(Re-)faire du neuf avec des dieux

Lu dans la presse | 24.05.2019

La Landwehr de Fribourg s’associe aux Young Gods pour une réinterprétation pétaradante du «In C» de Terry Riley, pièce séminale de la musique minimaliste. Le tout sera donné demain samedi à la Bluefactory du chef-lieu cantonal.

Quand ils ont déboulé dans le paysage musical en 1987, la presse et le public ont collé sur le front des Young Gods une étiquette portant le mot «avant-garde». C’était mérité. Car si, au regard de l’histoire de la musique, on ne peut pas formellement les créditer de l’idée de remplacer les guitares par des machines pour faire du rock (on peut remonter jusqu’au Suicide d’Alan Vega et Martin Rev pour en trouver les radicelles), ils ont porté cette tactique, encore neuve à l’époque, à un degré de puissance et de varietas tel qu’ils peuvent en être considérés comme les pères, non pas fondateurs peut-être, mais formateurs, plasmateurs, à coup sûr.

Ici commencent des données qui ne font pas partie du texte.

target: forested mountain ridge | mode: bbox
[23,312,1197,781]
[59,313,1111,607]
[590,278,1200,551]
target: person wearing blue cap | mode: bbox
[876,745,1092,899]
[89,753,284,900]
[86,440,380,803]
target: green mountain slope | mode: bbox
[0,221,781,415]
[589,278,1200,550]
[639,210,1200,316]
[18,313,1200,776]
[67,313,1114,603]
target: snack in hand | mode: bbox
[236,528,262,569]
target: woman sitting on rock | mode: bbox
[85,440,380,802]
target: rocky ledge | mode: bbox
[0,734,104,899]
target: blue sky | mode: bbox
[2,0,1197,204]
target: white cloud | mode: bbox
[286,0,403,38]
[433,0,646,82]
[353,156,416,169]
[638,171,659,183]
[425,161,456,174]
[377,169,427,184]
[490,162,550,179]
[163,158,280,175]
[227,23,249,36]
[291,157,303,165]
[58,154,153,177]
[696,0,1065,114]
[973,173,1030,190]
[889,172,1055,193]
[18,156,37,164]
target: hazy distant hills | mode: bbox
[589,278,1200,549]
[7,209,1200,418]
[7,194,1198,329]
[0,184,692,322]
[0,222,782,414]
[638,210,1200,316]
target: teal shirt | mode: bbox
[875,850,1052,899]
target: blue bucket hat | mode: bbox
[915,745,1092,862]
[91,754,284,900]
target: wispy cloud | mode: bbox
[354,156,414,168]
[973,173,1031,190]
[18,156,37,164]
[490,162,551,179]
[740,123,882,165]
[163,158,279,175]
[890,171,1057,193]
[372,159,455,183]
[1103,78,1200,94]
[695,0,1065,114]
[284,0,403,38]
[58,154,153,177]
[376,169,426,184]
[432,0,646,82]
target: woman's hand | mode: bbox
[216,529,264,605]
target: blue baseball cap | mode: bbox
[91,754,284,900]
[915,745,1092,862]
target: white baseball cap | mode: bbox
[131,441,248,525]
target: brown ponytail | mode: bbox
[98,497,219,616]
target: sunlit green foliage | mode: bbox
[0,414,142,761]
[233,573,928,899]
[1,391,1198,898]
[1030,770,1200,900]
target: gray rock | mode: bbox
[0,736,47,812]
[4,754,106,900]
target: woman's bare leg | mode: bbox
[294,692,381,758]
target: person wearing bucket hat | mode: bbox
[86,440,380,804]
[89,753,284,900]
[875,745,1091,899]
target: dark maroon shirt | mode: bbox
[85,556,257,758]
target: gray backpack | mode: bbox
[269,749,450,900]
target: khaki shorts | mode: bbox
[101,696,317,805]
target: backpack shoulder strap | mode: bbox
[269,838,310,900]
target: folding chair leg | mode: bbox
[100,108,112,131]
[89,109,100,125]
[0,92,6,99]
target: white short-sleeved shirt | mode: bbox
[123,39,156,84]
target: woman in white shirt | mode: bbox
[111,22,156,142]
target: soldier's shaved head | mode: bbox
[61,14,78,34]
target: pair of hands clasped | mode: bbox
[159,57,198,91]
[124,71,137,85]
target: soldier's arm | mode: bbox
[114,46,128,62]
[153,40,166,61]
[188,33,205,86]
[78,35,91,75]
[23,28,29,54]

C’est toujours mérité aujourd’hui, et ce, pour trois raisons. La première, c’est que si le groupe est parvenu à conserver une des identités les plus fortes du paysage des musiques actuelles («Les Godz font du Godz et personne d’autre n’arrive à faire du Godz», dit avec raison la vox populi), il est en parallèle parvenu à en offrir continuellement des mutations (cabaret industriel, rock propulsif, expérimentations ambient, etc.). La seconde raison, c’est que les Young Gods ont toujours ouvert leurs portes aux collaborations les plus diverses, en quête de pollinisation croisée (on verra dans quelques lignes en quoi c’est important): ils ont travaillé avec le Sinfonietta de Lausanne, avec Dälek (du hip-hop de masse), avec Koch/Schütz/Studer (des improvisateurs nerveux), avec Nação Zumbi (des rénovateurs des rythmes du Pernambouc brésilien), avec Knut (du metal genevois), etc. La troisième raison réside dans la gestion intergénérationnelle très heureusement fertile de leur entourage (on pourrait appeler ça le domaine paramusical): ainsi Augustin Rebetez (qui a réalisé les vidéos de leur dernier disque, Data Mirage Tangram) ou Mehdi Benkler (qui leur tire aujourd’hui régulièrement le portrait) n’avaient-ils respectivement que 1 et 0 an au moment de la sortie du premier album des Young Gods.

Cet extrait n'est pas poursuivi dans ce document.